We left the café and made our way to Rad’s car, doing our best to dodge the rain.
“You still drive the same car.”
“It hasn’t been that long since we last saw each other,” he said, getting in the driver’s side.
“But it feels like a lifetime ago, doesn’t it?” I slid into the passenger seat, and it was like entering a time capsule. “I suppose it’s because so much has happened since.”
We looked at each other for a moment, our expressions quizzical. Drops of water slid from our hair and fell onto the gray fabric upholstery. I felt along the seat, and that same tear was still there. Rad reached into a duffle bag in the back seat and pulled out a large beach towel, passing it to me. I dried myself as best as I could before handing it back. As Rad toweled his hair, a flicker of something passed through me.
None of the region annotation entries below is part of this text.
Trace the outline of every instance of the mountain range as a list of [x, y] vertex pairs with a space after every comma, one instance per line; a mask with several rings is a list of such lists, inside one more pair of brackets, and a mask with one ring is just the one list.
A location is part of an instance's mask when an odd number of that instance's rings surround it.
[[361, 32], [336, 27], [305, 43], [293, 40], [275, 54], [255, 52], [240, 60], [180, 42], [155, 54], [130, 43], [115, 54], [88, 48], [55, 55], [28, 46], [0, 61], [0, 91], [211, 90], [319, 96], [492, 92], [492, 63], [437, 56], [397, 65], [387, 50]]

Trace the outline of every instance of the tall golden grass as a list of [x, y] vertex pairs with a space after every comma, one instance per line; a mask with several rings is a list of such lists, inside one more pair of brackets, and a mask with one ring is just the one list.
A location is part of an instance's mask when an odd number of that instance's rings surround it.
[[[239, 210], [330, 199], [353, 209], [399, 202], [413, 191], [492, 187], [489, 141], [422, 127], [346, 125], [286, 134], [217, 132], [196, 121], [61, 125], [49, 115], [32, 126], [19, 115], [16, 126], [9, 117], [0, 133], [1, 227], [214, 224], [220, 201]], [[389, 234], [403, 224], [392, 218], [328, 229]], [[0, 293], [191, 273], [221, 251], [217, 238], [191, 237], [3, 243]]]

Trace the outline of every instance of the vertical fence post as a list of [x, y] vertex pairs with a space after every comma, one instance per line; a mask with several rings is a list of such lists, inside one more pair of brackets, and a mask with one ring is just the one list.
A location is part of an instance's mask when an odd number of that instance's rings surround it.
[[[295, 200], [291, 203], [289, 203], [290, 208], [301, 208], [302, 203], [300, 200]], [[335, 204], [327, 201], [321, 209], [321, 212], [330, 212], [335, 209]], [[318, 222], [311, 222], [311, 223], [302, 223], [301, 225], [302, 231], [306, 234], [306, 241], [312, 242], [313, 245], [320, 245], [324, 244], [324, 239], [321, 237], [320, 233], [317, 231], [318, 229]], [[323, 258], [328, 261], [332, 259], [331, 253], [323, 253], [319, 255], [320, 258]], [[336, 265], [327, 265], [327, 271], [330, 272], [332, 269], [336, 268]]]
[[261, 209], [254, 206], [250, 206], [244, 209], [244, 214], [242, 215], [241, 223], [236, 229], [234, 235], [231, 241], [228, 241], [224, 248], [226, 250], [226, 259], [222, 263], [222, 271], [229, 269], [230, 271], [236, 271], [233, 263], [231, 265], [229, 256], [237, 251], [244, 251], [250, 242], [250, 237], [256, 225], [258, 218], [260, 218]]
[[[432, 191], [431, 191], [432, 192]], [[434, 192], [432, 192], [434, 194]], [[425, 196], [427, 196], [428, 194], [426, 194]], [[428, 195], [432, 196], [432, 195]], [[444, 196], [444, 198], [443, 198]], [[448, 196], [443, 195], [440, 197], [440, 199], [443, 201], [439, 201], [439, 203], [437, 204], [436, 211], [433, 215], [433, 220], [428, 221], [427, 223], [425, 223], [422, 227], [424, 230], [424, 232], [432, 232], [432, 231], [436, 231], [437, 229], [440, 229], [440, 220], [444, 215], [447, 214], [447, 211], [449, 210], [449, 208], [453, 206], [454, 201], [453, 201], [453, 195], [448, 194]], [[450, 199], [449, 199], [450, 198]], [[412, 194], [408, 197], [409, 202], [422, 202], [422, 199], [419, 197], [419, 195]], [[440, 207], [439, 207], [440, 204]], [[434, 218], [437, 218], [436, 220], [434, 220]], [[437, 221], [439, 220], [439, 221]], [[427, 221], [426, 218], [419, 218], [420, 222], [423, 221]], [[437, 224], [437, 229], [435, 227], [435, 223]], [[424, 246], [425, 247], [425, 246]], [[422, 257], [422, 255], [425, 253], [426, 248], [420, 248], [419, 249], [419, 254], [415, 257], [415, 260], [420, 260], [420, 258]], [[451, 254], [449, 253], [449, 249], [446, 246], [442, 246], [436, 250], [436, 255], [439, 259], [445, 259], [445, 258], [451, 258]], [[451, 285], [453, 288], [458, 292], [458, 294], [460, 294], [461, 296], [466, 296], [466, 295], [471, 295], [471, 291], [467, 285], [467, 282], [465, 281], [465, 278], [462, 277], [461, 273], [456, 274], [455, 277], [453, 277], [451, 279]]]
I wasn’t quite sure what it was, but for a split second, it felt almost intimate. “So,” he said, tossing the towel carelessly into the back seat, “where to?” I gave him my address as he pulled out of the parking lot.
“Do you know what’s ironic about writers?” Rad said, as we sat in heavy traffic. The sky outside was almost pitch black, and the rain was pounding steadily on the windshield.
“What?”
“Writers take things that are deeply personal, things said to them in confidence, often during moments of great intimacy, and strip them down into words. Then they take those words, naked and vulnerable, and give them to the world. Yet in spite of this, writers struggle more than most when it comes to sentimental attachment. They only write about things they’ve felt deeply. That’s the thing about writers—on one hand everything is sacred to them, but, on the other, nothing really is.”
“Is that off the record?” I smiled.
“Is anything?” he replied with a grin.
“I think you’re right, though.” My face grew serious. “Some of my colleagues have admitted to sacrificing their integrity for a really good story. I suppose the act of writing is in itself a form of betrayal.”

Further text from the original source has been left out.